1) There will be a strong focus on meaningful push to you information through newer technology platforms like chatbots and voice user interfaces.

2) More interesting aggregation of various types of data to create information and service ecosystems that has previously been fragmented across multiple services. For example:”

Craig Pugsley, Designer, Product Research, Just Eat @craigpugsley

“Out of all the recent UX trends we have seen throughout 2016 and early 2017, the new frontier of UX is AI – machines so intelligent that we won’t be able to tell (or probably care) how artificial they are. They’re already augmenting our lives in ways we can’t discern, but they’re about to get more overt. Standalone individualist intelligences that we can engage with on demand and co-opt into our lives – making us smarter, more efficient, better informed, , more empowered, braver and more able. Ultimately, they’ll mould themselves into the fissures of our lives where we need help, making us better human beings.”

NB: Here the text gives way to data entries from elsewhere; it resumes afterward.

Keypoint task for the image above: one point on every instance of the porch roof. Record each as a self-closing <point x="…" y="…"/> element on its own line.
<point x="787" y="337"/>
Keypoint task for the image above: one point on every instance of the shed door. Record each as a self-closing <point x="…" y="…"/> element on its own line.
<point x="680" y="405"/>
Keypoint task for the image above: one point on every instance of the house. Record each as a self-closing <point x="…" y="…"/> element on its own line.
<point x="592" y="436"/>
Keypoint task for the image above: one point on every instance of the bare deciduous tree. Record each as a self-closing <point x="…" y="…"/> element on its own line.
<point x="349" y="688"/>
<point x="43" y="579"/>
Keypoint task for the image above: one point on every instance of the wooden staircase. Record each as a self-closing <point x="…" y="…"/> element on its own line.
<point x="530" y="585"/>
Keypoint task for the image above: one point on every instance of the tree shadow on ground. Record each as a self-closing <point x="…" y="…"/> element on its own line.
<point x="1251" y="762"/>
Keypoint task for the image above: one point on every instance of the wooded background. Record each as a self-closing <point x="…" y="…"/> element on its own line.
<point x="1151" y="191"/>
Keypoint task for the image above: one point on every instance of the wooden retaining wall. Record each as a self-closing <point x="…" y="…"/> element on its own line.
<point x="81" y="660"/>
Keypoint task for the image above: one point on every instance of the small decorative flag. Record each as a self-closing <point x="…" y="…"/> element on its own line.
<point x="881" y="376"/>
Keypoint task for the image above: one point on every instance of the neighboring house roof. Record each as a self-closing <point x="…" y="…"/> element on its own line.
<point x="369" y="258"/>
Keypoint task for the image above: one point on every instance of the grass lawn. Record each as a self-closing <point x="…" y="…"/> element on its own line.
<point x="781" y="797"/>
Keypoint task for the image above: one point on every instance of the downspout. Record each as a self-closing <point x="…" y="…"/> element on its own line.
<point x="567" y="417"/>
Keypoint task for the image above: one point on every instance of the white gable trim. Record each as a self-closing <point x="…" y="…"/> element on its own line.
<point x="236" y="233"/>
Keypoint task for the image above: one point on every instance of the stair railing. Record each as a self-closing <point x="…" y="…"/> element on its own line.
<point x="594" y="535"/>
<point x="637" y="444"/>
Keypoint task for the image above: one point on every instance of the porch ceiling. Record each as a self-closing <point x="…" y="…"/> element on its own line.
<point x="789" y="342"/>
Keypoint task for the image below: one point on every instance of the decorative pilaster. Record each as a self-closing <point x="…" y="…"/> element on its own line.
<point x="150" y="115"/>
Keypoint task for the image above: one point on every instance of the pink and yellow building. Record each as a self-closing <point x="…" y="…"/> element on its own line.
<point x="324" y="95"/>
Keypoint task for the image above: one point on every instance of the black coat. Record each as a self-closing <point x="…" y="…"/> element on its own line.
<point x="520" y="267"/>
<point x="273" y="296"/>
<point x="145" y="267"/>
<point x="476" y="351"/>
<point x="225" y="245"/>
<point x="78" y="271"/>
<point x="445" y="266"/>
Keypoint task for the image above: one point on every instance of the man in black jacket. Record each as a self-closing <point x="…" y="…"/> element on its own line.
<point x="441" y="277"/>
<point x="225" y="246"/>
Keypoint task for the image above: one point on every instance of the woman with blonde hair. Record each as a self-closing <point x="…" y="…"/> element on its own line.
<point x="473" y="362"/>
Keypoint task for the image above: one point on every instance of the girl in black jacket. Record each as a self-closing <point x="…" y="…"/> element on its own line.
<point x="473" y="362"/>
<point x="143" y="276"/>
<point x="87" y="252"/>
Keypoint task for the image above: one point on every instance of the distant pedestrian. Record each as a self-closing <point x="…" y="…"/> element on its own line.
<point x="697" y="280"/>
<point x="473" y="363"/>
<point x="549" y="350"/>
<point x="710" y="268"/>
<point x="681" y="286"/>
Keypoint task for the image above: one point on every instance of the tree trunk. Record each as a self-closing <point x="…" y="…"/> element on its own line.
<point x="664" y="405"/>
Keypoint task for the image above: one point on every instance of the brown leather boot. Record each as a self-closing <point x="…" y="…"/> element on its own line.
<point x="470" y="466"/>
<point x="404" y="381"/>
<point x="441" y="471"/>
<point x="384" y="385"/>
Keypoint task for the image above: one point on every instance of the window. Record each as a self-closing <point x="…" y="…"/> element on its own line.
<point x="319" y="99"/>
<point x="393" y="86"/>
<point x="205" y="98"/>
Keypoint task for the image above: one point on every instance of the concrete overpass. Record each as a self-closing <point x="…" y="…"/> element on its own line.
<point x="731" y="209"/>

Hara Michailidou, Head of UX @ Just Giving

“Experience design is now omni-channel. Technology is becoming pervasive and intelligent. We might as well be seen to have a less command – action relationship with machines/ devices and instead find ourselves listening more to their intelligence. Designers might as well start thinking even more about all human senses, urban interfaces and the orchestration of our conversations with the machines/technology around us. I hope – above all – that we will see experience design emerging more into the areas of organisational design, politics, environmental and social sustainability.“

Richard Halford, Senior UX Designer at IBM

“I am looking forward to seeing greater momentum behind the transition from Mobile First design to Journey-Driven Design which shifts our design focus from screen size to the “journeys our users are taking and the flows they follow to complete their objectives”. Marli Mesibov & Jason Levin have written a great post on this on Smashing Magazine which is worth the read.“

Helen Nic-Giolla-Rua, Senior UX Architect at Imagination

“In 2017 I think VR experiences will get a lot more interactive and there will be an explosion of content. Obviously the most accessible way to access VR is through a mobile phone, so it’s great that Google are leading the way with Google Daydream which comes with a controller as standard. Designers no longer have to rely on the limitations of gaze control. On headsets like HTC’s Vive we are starting to put Leap Motion controllers on the front to allow users to interact in the virtual space with their hands, so it’s a much more intuitive experience. I think the quality of VR content should improve too, it’s not enough just to make something in VR, the content has to be compelling too.”